Fractals enjoy a certain charming for their aesthetics derived from regularity hidden under a seemingly irregular pattern. Actually, fractals are mathematical objects placed on the Mathematics agenda by Mandelbrot, who baptized them in 1975 —though mathematicians had been working on them since the beginning of the 20th century. This summer, in an presentation performed in the wonderful Pyrenean environment of Farrera Centre d’Art i Natura, the mathematician Francesc Mañosas defined them by two properties: self-similarity at different scales and complex geometry. This complexity can be estimated by means of an indicator, the so-called fractal dimension.

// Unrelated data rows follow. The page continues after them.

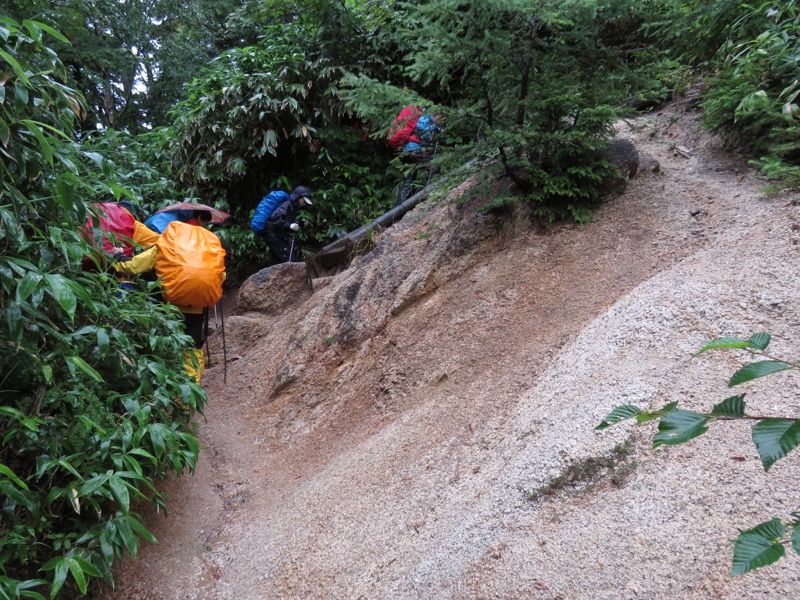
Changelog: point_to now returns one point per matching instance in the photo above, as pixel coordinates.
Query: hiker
(115, 229)
(416, 142)
(190, 261)
(275, 221)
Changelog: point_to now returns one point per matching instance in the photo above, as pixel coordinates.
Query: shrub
(93, 386)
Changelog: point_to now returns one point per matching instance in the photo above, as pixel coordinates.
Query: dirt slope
(400, 432)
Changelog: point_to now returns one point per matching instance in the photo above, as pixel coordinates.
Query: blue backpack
(265, 209)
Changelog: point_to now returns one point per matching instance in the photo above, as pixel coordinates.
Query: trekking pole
(206, 336)
(224, 347)
(430, 171)
(291, 248)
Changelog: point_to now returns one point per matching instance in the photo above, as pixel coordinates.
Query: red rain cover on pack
(402, 128)
(114, 219)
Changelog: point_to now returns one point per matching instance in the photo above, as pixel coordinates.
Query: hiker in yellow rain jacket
(191, 287)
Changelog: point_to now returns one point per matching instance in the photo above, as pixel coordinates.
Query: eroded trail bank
(403, 431)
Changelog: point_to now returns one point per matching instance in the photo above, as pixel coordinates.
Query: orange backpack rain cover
(191, 265)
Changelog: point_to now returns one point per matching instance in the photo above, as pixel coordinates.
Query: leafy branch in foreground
(773, 437)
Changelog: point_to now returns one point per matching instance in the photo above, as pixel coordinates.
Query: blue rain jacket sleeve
(265, 209)
(159, 221)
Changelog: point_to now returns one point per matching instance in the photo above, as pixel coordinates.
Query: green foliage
(774, 439)
(130, 59)
(528, 84)
(753, 88)
(92, 379)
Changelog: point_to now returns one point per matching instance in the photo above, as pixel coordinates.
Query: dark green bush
(90, 406)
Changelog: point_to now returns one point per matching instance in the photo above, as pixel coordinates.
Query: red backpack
(110, 219)
(402, 128)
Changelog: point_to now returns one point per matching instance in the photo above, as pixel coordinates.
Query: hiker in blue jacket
(416, 153)
(275, 220)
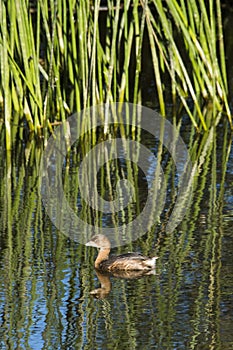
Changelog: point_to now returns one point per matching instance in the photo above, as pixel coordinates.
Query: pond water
(46, 277)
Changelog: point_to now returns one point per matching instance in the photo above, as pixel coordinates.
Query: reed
(61, 57)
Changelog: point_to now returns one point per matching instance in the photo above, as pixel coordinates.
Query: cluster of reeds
(58, 57)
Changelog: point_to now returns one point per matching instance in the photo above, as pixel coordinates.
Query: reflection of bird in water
(126, 262)
(105, 283)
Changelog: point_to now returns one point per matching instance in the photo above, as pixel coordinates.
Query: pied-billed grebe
(128, 261)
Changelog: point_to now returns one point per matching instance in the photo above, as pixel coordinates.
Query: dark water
(46, 278)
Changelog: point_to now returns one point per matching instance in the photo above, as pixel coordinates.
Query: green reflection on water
(46, 279)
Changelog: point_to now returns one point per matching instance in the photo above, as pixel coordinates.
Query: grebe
(128, 261)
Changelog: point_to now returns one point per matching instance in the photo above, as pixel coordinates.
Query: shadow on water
(48, 280)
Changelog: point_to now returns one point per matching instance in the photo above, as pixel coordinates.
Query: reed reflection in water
(46, 278)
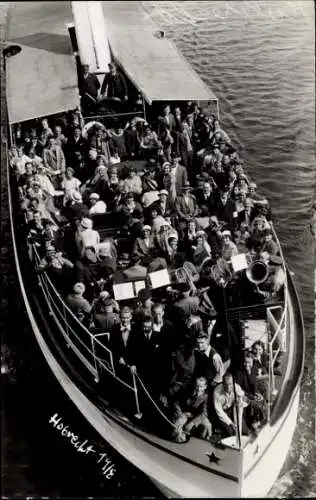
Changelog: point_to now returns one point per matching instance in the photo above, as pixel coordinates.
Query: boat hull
(173, 476)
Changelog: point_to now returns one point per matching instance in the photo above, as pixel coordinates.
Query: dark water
(258, 58)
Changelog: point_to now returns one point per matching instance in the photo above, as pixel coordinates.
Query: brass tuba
(257, 272)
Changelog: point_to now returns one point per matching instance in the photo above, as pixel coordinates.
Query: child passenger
(191, 413)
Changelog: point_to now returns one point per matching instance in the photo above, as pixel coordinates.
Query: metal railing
(86, 346)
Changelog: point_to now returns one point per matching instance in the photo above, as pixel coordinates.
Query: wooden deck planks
(154, 64)
(42, 79)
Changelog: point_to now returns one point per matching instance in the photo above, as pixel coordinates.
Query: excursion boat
(50, 41)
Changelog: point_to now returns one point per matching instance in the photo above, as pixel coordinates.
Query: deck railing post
(138, 413)
(96, 378)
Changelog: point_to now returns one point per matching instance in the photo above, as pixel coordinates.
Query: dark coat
(247, 381)
(115, 85)
(119, 349)
(226, 212)
(90, 85)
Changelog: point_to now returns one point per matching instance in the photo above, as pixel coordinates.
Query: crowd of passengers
(185, 199)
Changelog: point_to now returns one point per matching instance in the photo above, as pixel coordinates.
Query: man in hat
(275, 281)
(86, 236)
(206, 197)
(247, 214)
(225, 207)
(80, 306)
(144, 305)
(166, 120)
(209, 363)
(186, 207)
(269, 245)
(144, 245)
(185, 306)
(178, 175)
(54, 161)
(134, 182)
(104, 316)
(114, 84)
(164, 204)
(75, 208)
(136, 271)
(229, 248)
(90, 84)
(122, 343)
(97, 206)
(87, 270)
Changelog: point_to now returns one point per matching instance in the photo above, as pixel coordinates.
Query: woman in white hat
(97, 206)
(229, 248)
(69, 184)
(86, 236)
(201, 250)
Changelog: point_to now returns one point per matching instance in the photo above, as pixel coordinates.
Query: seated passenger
(80, 306)
(166, 329)
(241, 237)
(136, 271)
(69, 184)
(97, 206)
(114, 84)
(201, 251)
(275, 281)
(26, 178)
(269, 244)
(246, 214)
(148, 358)
(186, 207)
(104, 316)
(185, 306)
(179, 177)
(144, 245)
(87, 270)
(149, 143)
(206, 197)
(191, 413)
(228, 399)
(60, 138)
(45, 183)
(75, 208)
(134, 182)
(99, 142)
(117, 142)
(225, 208)
(156, 220)
(229, 248)
(163, 204)
(256, 408)
(260, 359)
(86, 236)
(132, 140)
(150, 189)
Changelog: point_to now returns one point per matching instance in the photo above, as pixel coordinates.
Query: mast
(91, 35)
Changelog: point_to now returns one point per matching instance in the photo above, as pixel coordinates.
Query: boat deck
(154, 64)
(42, 78)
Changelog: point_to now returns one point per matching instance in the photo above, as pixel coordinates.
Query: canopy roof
(154, 65)
(42, 78)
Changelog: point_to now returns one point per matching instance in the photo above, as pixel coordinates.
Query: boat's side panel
(260, 478)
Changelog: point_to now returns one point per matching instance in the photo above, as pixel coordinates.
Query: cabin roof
(154, 65)
(42, 78)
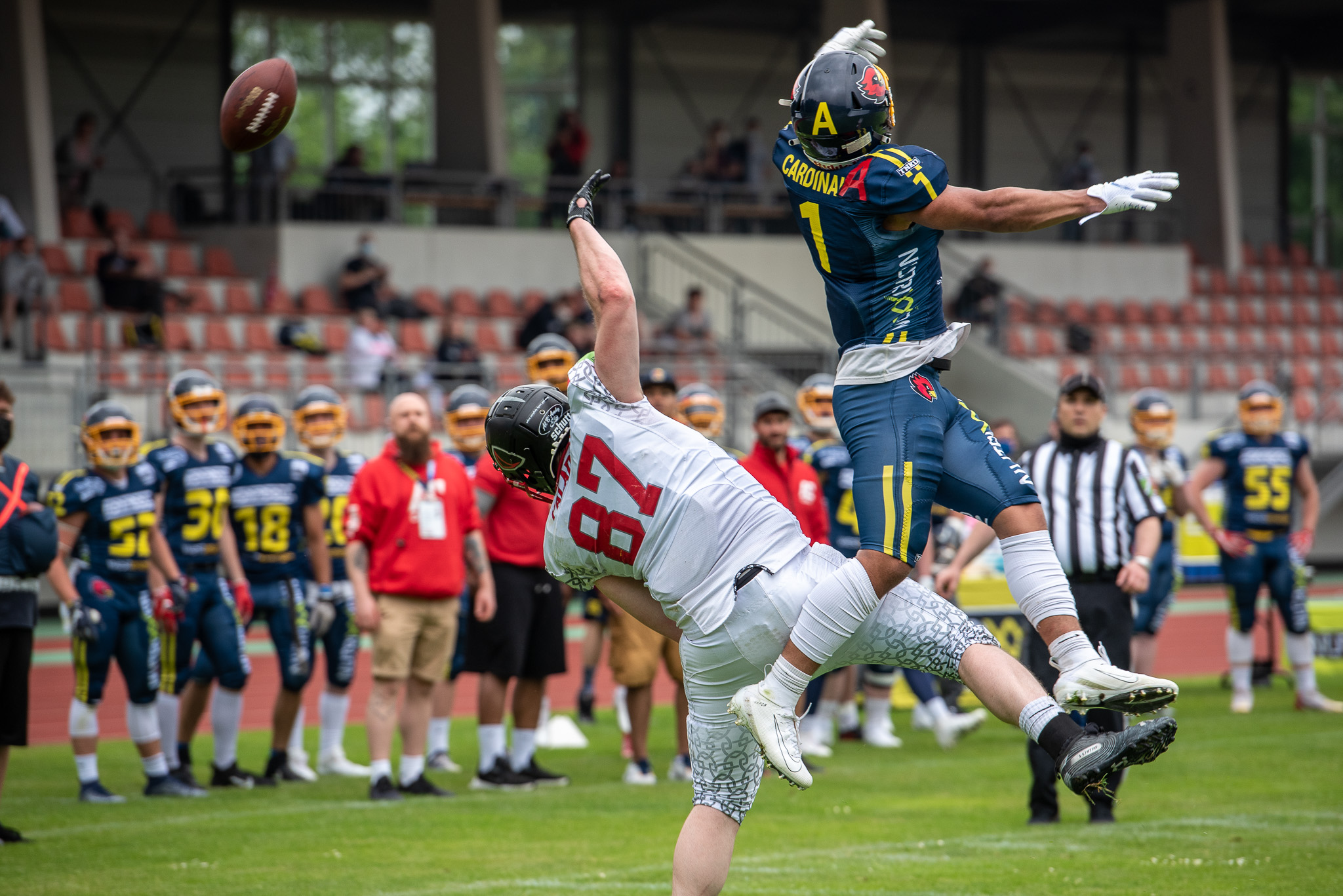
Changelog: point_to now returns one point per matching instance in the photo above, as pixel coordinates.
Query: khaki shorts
(635, 650)
(415, 637)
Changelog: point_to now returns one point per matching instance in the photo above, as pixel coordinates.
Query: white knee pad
(1036, 579)
(1300, 649)
(143, 722)
(1240, 646)
(84, 719)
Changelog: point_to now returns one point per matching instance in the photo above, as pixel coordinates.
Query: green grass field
(1251, 805)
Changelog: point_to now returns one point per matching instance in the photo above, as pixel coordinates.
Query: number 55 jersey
(647, 497)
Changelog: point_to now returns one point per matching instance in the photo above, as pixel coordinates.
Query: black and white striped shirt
(1094, 497)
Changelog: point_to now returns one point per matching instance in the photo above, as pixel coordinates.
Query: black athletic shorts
(15, 661)
(525, 638)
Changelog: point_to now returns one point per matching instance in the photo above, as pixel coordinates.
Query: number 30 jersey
(195, 499)
(268, 515)
(1260, 478)
(647, 497)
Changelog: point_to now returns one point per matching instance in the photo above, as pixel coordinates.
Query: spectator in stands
(130, 284)
(363, 284)
(24, 290)
(371, 354)
(414, 541)
(778, 467)
(77, 159)
(553, 317)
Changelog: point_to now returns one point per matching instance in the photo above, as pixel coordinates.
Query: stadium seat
(257, 336)
(317, 300)
(57, 261)
(74, 296)
(464, 303)
(219, 262)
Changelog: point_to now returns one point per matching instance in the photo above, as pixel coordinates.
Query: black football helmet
(527, 436)
(841, 109)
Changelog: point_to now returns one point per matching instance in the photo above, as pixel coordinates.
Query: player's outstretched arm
(607, 290)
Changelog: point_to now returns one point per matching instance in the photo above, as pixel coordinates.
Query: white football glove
(1138, 193)
(860, 39)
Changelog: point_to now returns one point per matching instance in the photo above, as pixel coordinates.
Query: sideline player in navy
(872, 214)
(109, 526)
(1153, 418)
(1263, 468)
(320, 423)
(192, 504)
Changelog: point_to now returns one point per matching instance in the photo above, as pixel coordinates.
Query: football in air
(258, 105)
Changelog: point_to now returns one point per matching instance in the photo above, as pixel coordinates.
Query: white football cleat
(953, 727)
(1318, 701)
(334, 764)
(635, 775)
(1100, 684)
(775, 728)
(880, 731)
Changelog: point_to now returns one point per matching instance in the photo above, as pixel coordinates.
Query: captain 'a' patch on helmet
(816, 400)
(702, 409)
(1260, 408)
(527, 436)
(468, 406)
(258, 425)
(1153, 418)
(550, 358)
(841, 107)
(320, 417)
(197, 402)
(110, 436)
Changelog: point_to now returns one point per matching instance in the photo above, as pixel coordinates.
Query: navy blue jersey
(195, 499)
(268, 515)
(881, 286)
(833, 465)
(115, 539)
(1260, 478)
(336, 484)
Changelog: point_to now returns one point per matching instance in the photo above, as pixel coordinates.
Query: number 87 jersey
(642, 496)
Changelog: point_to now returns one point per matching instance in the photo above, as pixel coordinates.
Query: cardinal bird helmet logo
(920, 383)
(873, 85)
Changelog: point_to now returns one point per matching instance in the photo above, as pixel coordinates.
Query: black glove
(84, 622)
(582, 203)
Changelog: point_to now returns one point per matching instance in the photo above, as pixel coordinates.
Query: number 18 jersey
(647, 497)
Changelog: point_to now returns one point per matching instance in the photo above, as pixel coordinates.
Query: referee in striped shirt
(1106, 523)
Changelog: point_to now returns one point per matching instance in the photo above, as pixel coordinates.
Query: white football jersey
(647, 497)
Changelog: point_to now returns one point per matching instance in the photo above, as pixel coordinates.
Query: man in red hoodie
(414, 537)
(780, 471)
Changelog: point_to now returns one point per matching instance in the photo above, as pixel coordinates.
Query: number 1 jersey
(647, 497)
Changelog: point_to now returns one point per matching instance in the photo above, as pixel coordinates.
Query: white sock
(226, 716)
(1072, 649)
(169, 707)
(296, 734)
(785, 683)
(411, 769)
(1300, 653)
(1036, 579)
(491, 739)
(438, 735)
(833, 612)
(524, 746)
(938, 707)
(155, 766)
(1036, 715)
(332, 709)
(87, 768)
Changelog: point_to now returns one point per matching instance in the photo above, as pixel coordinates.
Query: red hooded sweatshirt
(795, 486)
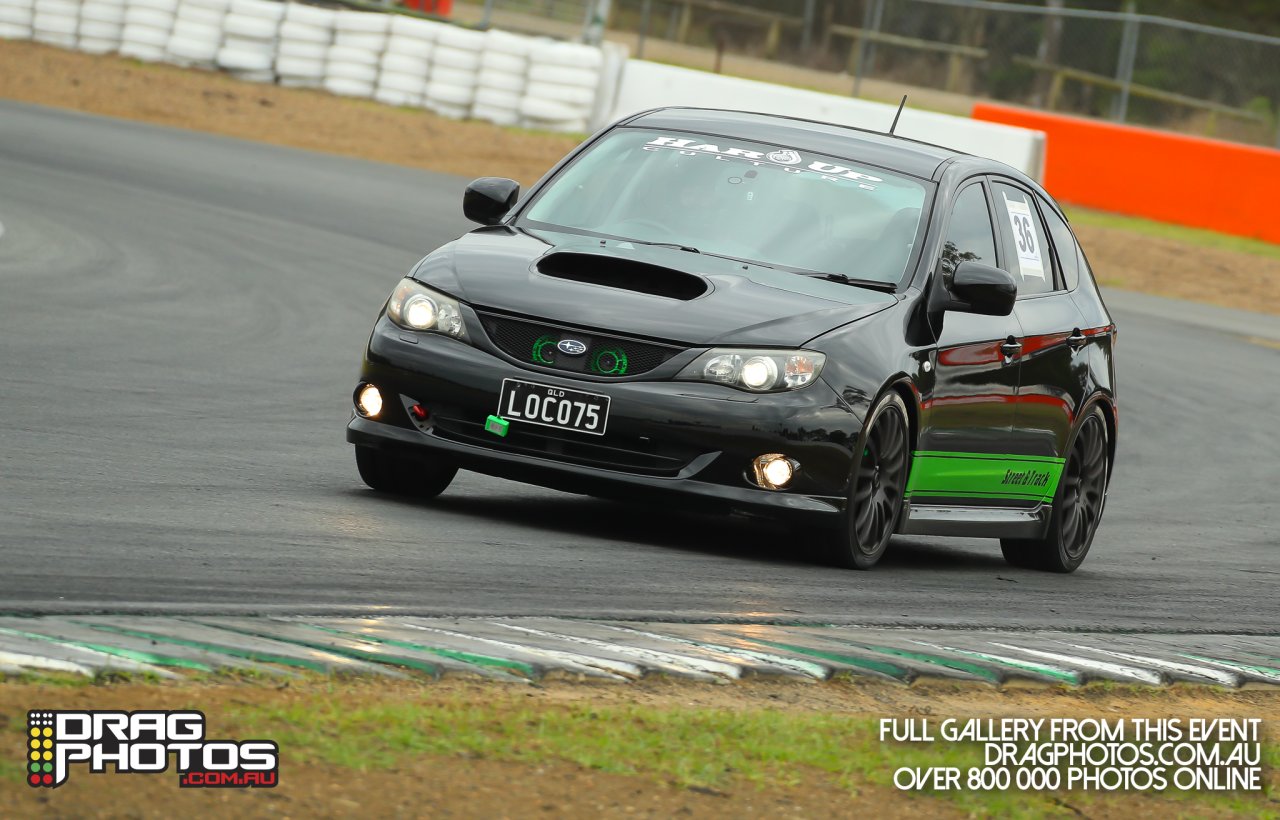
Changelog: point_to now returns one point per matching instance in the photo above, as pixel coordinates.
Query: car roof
(908, 156)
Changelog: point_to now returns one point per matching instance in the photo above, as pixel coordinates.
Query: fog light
(775, 471)
(369, 401)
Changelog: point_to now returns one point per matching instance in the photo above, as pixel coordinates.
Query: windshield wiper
(873, 284)
(688, 248)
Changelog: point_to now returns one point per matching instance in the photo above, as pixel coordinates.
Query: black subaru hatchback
(763, 315)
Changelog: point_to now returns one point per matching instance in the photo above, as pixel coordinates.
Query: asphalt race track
(181, 323)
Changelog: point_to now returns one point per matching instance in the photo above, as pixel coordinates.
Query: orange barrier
(1173, 178)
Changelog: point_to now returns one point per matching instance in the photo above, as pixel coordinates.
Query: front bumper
(666, 440)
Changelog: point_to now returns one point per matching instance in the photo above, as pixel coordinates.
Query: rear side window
(1064, 242)
(1032, 262)
(969, 234)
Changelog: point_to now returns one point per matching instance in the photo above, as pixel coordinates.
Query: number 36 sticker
(1024, 237)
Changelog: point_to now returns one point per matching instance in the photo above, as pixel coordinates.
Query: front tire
(1082, 493)
(876, 488)
(400, 476)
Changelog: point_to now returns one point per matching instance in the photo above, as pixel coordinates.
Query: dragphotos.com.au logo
(144, 742)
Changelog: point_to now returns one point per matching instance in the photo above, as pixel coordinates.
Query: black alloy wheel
(1077, 508)
(400, 476)
(877, 486)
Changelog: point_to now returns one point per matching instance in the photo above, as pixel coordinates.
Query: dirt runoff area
(311, 119)
(652, 749)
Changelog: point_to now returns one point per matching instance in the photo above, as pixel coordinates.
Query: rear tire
(876, 488)
(401, 476)
(1082, 493)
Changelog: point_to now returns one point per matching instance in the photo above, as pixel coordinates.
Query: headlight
(415, 307)
(758, 371)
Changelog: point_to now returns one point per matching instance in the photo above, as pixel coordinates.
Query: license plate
(553, 407)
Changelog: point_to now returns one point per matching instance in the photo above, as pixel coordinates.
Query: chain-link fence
(1124, 67)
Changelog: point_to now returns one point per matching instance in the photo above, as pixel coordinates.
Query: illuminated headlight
(415, 307)
(773, 471)
(759, 371)
(369, 401)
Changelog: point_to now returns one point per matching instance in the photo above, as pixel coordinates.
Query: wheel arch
(1105, 402)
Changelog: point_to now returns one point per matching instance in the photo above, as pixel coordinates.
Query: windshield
(750, 201)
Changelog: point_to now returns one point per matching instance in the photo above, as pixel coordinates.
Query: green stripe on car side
(983, 475)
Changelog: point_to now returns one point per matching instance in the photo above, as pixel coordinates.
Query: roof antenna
(900, 105)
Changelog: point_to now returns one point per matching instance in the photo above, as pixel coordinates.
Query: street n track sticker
(1029, 262)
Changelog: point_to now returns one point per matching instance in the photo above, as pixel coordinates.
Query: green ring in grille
(609, 362)
(540, 348)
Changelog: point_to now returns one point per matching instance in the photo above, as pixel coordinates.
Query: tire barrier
(147, 26)
(250, 33)
(101, 26)
(55, 22)
(302, 53)
(16, 18)
(406, 62)
(197, 32)
(401, 60)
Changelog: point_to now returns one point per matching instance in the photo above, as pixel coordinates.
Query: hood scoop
(624, 274)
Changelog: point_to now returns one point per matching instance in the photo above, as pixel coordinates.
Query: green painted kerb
(983, 475)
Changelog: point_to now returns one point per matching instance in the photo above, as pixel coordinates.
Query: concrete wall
(652, 85)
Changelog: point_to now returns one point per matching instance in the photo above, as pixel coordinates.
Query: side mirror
(977, 288)
(487, 200)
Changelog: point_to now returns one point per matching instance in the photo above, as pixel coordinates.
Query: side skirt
(981, 522)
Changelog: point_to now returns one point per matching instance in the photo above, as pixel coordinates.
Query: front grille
(604, 354)
(634, 454)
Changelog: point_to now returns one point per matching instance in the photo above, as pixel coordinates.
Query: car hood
(743, 305)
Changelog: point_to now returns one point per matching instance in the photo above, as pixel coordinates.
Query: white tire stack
(101, 26)
(356, 51)
(147, 26)
(305, 40)
(563, 79)
(406, 62)
(451, 87)
(502, 78)
(16, 19)
(197, 32)
(248, 39)
(55, 22)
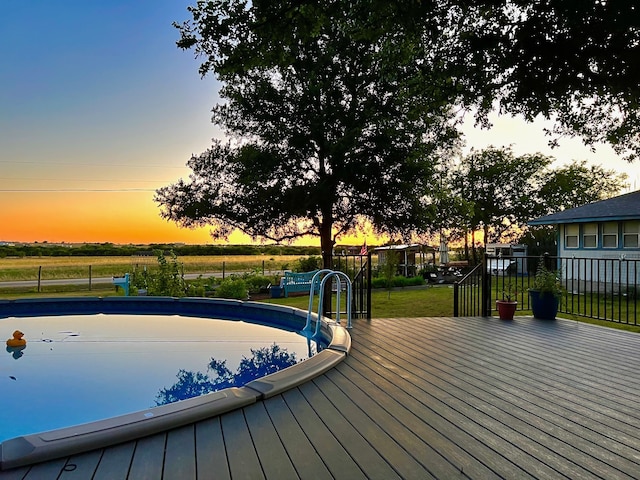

A cube is a 3-dimensional mathematical object with exact self-similarity at a different scale —in fact, mathematicians recognize different types of more or less perfect self-similarity— because if we reduce by half each cube’s side we obtain 8 identical smaller cubes. Since we are in three dimensions, we must raise the reduction factor of each side, 2, to dimension 3 to obtain the eight cubes that complete the initial cube in a self-similar way. The fractal dimension can be expressed as the power at which the factor that determines the reduction or scale is raised – in our example, 2 – to reproduce the same form on a larger scale (2^{3} = 8). But a cube is a regular geometric object, with a fractal dimension of 3: it is not very complex, it would not be a fractal itself. In fractals, that dimension is not a whole number, which shows its complex nature. The closer you get to that whole number, the more complete the packing of the lower dimension shape, as a surface that is 2-dimensional, in the shape of the upper dimension, in our case a volume, which is 3-dimensional.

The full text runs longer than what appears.